Minggu, 24 Juli 2022

 

Imajinasi Negara atas Rakyatnya

Rendy Pahrun Wadipalapa: Peneliti Politik; School of Politics and International Studies, University of Leeds, Inggris

KOMPAS, 18 Juli 2022

 

                                                

 

Indonesia tak bisa lepas dari tren bahwa sebagian besar negara dikepung oleh resesi global dan destabilisasi politik pascapandemi. Hanya dalam beberapa minggu terakhir, dua faktor ini berkelindan dengan derajatnya masing-masing: ambruknya ekonomi Amerika Serikat, jatuhnya Perdana Menteri Boris Johnson di Inggris, kepergian tragis Shinzo Abe di Jepang, atau didudukinya istana kepresidenan Sri Lanka oleh massa rakyat yang protes. Frustrasi global dengan jelas melanda semua belahan bumi.

 

Indonesia seharusnya berjaga dalam garis batas resesi ekonomi agar tak mengarah pada khaotik protes. Kolaborasi antara pemerintah dan rakyat diperlukan untuk menyiapkan jangkar di hadapan krisis. Tetapi, paradoks mengemuka di titik ini. Yang terjadi adalah antagonisme sia-sia yang makin tajam antara elite dan rakyat.

 

Pada waktu-waktu genting saat aspirasi rakyat sebaik-baiknya diserap, elite justru membentengi dirinya dengan wacana RUU KHUP yang mensyaratkan sebuah ”kritik harus disertai solusi”. Saat antrean mengular untuk minyak goreng yang mendadak langka, elite justru menasihati rakyat agar mengganti metode masak dan gaya hidupnya agar lebih sederhana.

 

Dua contoh dari deretan peristiwa sejenis memperlihatkan resep yang sama sekali keliru.
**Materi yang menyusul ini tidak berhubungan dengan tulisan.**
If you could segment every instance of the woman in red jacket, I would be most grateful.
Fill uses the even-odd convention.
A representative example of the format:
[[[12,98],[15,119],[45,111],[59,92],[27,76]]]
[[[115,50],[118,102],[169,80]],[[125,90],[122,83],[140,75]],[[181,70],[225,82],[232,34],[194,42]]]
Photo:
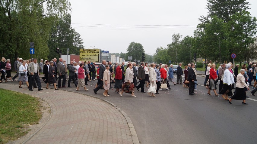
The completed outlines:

Sebaliknya, antagonisme yang menajam hanya akan memperburuk kemarahan moral atas gagalnya negara di ambang krisis ekonomi dunia.

 

Tiga titik periksa

 

Jantung masalahnya bukanlah pertama-tama ada pada kebijakan, melainkan pada imajinasi visioner negara atas rakyatnya: apa yang sesungguhnya dibayangkan sekaligus dicita-citakan dari sebuah kumpulan kolektif manusia politik bernama rakyat?

 

Pertanyaan eksistensial ini berupaya menarik keluar mimpi, obsesi, dan harapan dari tubuh politik negara terhadap rakyat. Jawaban normatif tentang ini telah lama ditulis dalam undang-undang dasar, tetapi jawaban paling terus terang harus dilacak sungguh-sungguh melalui tiga titik periksa.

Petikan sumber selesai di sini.